President William Ruto’s administration will, however, incline to the domestic market to source the additional Sh24.9 billion in renewed loan appetite. External borrowing targets have been left unchanged at Sh198.6 billion in the final estimates.
Exchequer’s plan
This comes amid the exchequer’s plan to maximise concessional borrowing and retire commercial loans while seeking to lengthen the maturity of domestic loans in order to reduce public debt distress.
Concessional finance often comes in the form of loans, grants, and equity investments, and normally attracts below-market interest rates.
Kenya’s current domestic borrowing, mainly dominated by banks and pension firms investing in government papers, remains expensive due to untenable interest rates demanded by the investors.
“There is an urgent need to reduce over-reliance on external debt markets and instead shift the focus to depending and developing domestic debt market to assume more role in funding government borrowing needs,” treasury’s 2023 debt management strategy reads in part.
Interests payment for domestic debt tripled the level paid on external debt by end of December 2022 although their respective stocks are same, according to the treasury. The tightening of policies in the global markets has also made it difficult for developing countries like Kenya to access external capital to refinance maturing debt. But given the slight easing of market conditions, experts say Kenya is likely to revert to the foreign market after abandoning such plans in mid-2022.
Kenya has a $2 billion (Sh250 billion) Eurobond maturing June next year, which is likely to be refinanced through another external financing. “That is the only time I’m seeing them going back to the Eurobond market. They will have to refinance that one ($2 billion Eurobond) because it is a huge amount,” says George Bodo, market analyst at Genghis Capital Ltd.

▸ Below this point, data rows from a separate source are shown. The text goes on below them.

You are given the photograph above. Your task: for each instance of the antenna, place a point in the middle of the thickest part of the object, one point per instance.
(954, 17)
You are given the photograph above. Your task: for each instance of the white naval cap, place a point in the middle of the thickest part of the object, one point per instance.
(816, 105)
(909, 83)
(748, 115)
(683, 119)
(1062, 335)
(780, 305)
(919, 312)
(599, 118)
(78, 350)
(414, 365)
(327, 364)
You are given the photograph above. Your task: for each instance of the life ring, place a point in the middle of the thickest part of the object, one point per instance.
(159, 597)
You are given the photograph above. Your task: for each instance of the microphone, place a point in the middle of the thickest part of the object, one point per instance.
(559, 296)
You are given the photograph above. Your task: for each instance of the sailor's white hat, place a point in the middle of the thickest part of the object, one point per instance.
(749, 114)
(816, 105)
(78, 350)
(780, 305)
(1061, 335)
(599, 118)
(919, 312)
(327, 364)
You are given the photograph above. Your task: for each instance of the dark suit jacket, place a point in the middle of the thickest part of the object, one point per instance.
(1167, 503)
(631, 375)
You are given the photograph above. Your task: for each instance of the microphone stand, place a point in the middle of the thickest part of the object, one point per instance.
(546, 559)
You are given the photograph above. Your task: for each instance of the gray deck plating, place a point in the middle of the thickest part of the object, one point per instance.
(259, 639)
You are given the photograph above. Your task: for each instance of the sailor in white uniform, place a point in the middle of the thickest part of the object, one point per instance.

It is expected that the domestic environment will support both the government borrowing agenda and the intense revenue mobilisation through taxes.
Revenue revision
Final BPS 2023 has already downgraded the revenue projection by Sh2.8 billion compared to the draft copy. The downward revenue revision comes despite the administration planning aggressive tax measures, compounded with tax base expansion, deploying technology to combat tax cheats, and hiking the current rates. But the struggle by Kenya Revenue Authority (KRA) to meet the collection targets already points to a rough ride for the country’s budget financing plans.